Written August 6, 2008
Somewhere in a place where my mind was not cluttered with the details of a responsible life or dreams of ambition, somewhere (didn’t Einstein say that time doesn’t exist?) the lights had gone out. The electricity had been cut off – this had happened very frequently in my childhood, it happened nearly every few weeks and the president during that time would be remembered for that by our generation – and our part of the city was exposed to the watching sky. When the lights are off, the sky turns into a malevolent purplce, like the beginning of a bruise. It was only then we ever noticed.
But we were children then. In blackouts the candles were brought out and lit. We loved the dark pockets, these new places our overly-familiar house revealed. And we loved the dancing flame, not for its beauty or mystery, but the danger it was supposed to be. Where did the heat come from? How could the flame keep on burning? No one cared as long as the flame was there to burn our fingertips.
It was a test of courage masquerading as skill. If you weaved your finger a certain way through the center of the flame, you would feel no heat. You would be unsinged.
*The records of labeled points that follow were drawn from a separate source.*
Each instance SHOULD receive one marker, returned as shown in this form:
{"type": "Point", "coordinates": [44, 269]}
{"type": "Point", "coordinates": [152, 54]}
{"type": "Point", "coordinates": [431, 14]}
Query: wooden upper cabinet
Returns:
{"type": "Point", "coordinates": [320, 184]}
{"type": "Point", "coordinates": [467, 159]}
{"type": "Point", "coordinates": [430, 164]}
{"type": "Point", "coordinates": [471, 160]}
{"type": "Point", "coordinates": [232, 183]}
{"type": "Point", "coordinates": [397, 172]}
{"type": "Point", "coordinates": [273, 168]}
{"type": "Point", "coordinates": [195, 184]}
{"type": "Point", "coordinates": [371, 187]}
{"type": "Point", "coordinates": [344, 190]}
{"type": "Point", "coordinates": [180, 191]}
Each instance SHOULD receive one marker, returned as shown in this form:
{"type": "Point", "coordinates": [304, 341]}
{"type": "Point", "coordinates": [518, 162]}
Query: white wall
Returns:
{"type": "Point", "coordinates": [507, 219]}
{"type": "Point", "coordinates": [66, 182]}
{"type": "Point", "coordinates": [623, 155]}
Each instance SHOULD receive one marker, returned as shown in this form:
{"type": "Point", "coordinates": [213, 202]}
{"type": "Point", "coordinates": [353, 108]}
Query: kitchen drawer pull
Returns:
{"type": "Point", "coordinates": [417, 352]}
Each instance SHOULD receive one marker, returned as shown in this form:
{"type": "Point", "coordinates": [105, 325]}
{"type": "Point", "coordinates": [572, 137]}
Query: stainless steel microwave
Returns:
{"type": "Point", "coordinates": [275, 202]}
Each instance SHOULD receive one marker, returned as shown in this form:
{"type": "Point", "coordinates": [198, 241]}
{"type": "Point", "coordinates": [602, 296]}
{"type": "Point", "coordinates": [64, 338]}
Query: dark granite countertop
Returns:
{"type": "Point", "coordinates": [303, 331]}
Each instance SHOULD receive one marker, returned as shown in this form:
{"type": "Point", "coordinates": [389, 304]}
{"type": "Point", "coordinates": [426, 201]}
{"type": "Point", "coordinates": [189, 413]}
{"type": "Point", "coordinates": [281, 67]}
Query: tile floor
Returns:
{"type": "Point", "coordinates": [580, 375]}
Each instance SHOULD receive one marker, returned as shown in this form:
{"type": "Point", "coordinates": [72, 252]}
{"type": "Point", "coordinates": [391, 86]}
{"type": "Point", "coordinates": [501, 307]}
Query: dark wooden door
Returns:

Some who were legendary enough could put out the flame for half a second before it returned again.
There was trepidation, watchfulness, and the bravado of children. I remembered putting my finger through the flame more than once and truly feeling no pain, though I never put out the flame.
I seem to have lost that ability. Now my finger is always too close to the tip of the flame or to its curve. Now I always feel the heat skimming through the ridges of my fingertips.
Are adult fingers more sensitive to heat? Are children’s fingers coated with a substance that resists fire for half a second? Without the watchful eyes of peers, there is no glory or humiliation. There is only the objective situation. You are unsinged? Well and good, use your magnificent hand to file your tax return. You are singed? Then use your other hand to fill out the form. And because you want to use your better hand, you refrain from such exercises again. There is no time for displays of courage. The need for that had passed once your peers had accepted you to a certain degree.
The test of skill had always been a test of courage. Now the flames are different. The dark pockets are caverns of uncertainty not worth exploring. The beauty and mystery of the flame are overshadowed by the paralyzing danger. There is immolation in our sight, and by avoiding it we burn.
But there in the centre is still the heart of the flame. It is brief, as brief as our lives are, and it will be a brief glory that will pass before our eyes in its radiant possibility.
Where is your courage?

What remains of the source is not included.